Just curious how other collectors display their muscle bike accessories.
Here are some of mine displayed.


----------



## 67Ramshorn (Feb 9, 2017)

more pictures


----------



## djhavikk (Feb 9, 2017)

NIce collection 67Ramshorn!


----------



## PCHiggin (Feb 9, 2017)

Nice, I had a chute and tall sissy bar back in the day. I still have some Sting-Ray stuff, too big for it these days


----------



## Vwbeck (Feb 10, 2017)

*Very nice*


----------



## REC (Feb 11, 2017)

I guess I would first have to have some to display.

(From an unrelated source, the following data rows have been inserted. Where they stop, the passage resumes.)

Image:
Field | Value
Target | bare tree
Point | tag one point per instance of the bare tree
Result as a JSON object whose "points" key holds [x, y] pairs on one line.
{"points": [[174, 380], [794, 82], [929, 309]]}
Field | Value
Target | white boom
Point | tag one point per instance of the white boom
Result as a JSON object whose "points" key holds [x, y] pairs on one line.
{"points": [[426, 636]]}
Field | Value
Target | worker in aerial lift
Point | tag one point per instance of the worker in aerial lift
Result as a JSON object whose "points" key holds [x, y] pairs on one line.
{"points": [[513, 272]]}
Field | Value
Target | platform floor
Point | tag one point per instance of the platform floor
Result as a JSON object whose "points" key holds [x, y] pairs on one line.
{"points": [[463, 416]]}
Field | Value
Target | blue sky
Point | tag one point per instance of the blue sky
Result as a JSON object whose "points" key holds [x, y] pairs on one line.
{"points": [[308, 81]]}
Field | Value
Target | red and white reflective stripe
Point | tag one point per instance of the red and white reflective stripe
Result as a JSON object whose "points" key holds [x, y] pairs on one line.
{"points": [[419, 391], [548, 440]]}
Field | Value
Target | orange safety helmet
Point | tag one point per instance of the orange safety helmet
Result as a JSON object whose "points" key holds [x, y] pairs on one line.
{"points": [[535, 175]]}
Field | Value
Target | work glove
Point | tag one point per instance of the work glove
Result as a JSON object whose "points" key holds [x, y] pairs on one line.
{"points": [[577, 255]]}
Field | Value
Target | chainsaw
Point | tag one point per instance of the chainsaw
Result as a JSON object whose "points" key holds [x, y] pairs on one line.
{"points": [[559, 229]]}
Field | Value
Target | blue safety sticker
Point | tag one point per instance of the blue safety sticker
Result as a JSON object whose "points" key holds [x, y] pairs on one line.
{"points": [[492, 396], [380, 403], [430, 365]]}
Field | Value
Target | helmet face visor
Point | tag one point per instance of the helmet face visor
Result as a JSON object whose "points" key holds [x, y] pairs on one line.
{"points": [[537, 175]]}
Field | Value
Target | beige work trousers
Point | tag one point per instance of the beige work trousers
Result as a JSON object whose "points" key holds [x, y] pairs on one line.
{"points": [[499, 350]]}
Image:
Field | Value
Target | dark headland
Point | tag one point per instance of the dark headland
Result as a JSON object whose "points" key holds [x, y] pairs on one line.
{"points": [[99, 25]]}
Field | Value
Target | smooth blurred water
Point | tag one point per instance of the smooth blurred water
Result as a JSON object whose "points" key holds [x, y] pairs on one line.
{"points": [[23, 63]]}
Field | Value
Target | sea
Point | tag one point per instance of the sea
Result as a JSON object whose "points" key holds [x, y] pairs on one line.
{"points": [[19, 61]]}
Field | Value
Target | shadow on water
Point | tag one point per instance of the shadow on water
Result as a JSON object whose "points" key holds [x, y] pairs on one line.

Until then, do you mind if I ogle your stuff?

REC


----------



## mcmfw2 (Feb 12, 2017)

Killer stuff Dan... Thanks for sharing.... I would love one of those Monster bike buddy's if you happen to find another and care to let it go ...Thanks Mark


----------



## 67Ramshorn (Feb 13, 2017)

Thanks!!!


----------



## rollfaster (Feb 13, 2017)

Wow!! Maybe one day I'll get to see it in person....


----------



## 67Ramshorn (Feb 14, 2017)

Rob, you are welcomed anytime you want to come over just let me know.
Dan


----------



## scrubbinrims (Feb 14, 2017)

I display my muscle bike stuff like this:


----------



## PCHiggin (Feb 14, 2017)

scrubbinrims said:


> I display my muscle bike stuff like this:
> 
> View attachment 422382




Man,Good old times when tv wasnt 24-7. Better too. I have a bunch of Schwinn grips, a couple of seats and a couple h/bars. This thread has given me an idea to display them instead of having more stuff just  squirreled away


----------



## A.S.BOLTNUT (Feb 16, 2017)

Much much better to display them on a bike .but of course everyone has ther opinion.


----------